Judge Leon’s ruling focuses on the constitutional question of whether the secret collection of telephone metadata violates privacy protections of the Fourth Amendment.
He noted that the framers of the Constitution sought to protect the people, their houses, papers, and effects from “unreasonable searches and seizures,” particularly general warrants that authorized British authorities to search an entire house for incriminating evidence.
The Fourth Amendment requires a more focused search that is allowed only after authorities have convinced a neutral judge there is good reason to suspect wrongdoing.
In contrast, Leon said, the metadata collection program operates without any individualized suspicion of wrongdoing that might justify the search and storage of personal metadata.
“The threshold issue … is whether plaintiffs have a reasonable expectation of privacy that is violated when the Government indiscriminately collects their telephony metadata along with the metadata of hundreds of millions of other citizens without any particularized suspicion of wrongdoing, retains all of that metadata for five years, and then queries, analyzes, and investigates that data without prior judicial approval of the investigative targets,” Leon wrote.
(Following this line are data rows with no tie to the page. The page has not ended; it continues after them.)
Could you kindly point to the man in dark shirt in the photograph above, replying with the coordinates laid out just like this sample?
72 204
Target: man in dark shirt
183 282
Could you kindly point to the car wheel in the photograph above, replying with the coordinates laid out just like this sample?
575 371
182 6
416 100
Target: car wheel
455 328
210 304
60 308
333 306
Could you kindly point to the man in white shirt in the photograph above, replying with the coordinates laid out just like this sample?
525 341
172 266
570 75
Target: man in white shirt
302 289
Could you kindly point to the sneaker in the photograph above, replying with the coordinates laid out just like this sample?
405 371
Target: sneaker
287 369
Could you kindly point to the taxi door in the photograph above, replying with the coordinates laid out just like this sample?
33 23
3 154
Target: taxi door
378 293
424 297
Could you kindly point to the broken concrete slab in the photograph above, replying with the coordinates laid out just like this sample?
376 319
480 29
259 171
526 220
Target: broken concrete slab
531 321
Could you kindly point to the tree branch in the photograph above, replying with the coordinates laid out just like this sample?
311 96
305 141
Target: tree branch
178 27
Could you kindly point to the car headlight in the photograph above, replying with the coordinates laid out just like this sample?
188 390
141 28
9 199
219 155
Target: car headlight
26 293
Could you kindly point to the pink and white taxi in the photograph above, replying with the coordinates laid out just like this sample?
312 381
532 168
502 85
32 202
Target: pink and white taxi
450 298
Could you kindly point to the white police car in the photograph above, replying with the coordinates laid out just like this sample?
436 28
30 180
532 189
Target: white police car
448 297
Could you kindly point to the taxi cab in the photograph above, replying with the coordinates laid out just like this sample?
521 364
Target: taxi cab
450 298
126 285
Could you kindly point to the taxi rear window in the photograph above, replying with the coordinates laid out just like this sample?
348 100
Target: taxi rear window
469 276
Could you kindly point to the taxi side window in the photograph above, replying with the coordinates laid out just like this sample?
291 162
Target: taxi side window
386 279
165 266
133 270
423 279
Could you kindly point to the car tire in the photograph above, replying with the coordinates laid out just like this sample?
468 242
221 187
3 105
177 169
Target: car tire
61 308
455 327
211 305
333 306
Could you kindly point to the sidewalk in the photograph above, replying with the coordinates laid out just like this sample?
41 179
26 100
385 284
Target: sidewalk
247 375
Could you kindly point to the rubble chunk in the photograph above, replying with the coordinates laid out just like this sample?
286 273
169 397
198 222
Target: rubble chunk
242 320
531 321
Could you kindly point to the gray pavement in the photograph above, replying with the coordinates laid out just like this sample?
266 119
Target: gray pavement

Government lawyers maintain that American citizens have no expectation that information about their telephone usage will remain private. Once they make a phone call, the electronic signals released into the system belong to the system and are no longer private, they argue.
“I disagree,” the judge said.
“I believe that bulk telephony metadata collection and analysis almost certainly does violate a reasonable expectation of privacy,” he said.
The judge said the government was relying on a Supreme Court precedent involving outdated surveillance methods.
“Thirty-four years ago, when people wanted to send ‘text messages,’ they wrote letters and attached postage stamps,” he said.
In 2013, he noted, people have an entirely different relationship with phones. “This rapid and monumental shift towards a cell phone-centric culture means that the metadata from each person’s phone reflects a wealth of detail about their familial, political, professional, religious, and sexual associations,” he wrote.
“Records that once would have revealed a few scattered tiles of information about a person now reveal an entire mosaic – a vibrant and constantly updating picture of the person’s life,” the judge said.
The opinion won immediate praise from civil libertarians.
“Judge Leon’s ruling gives Fourth Amendment case law a long overdue update,” said Elizabeth Goitein of the Brennan Center for Justice.
“Americans have always had a reasonable expectation of privacy in their associations and beliefs. Today, this kind of information is easily revealed through computer analysis of bulk telephone records,” Ms. Goitein said. “This ruling brings the law in line with technology.”
Jameel Jaffer, deputy legal director of the American Civil Liberties Union, said the judge exposed the government’s legal justification of the data collection as inadequate and out of date.
“As Judge Leon notes, the government’s defense of the program has relied almost entirely on a 30-year-old case that involved surveillance of a specific criminal suspect over a period of two days,” Mr. Jaffer said.
“The idea that this narrow precedent authorizes the government to place every American under permanent surveillance is preposterous,” he said.
The case is Klayman v. Obama (13-851).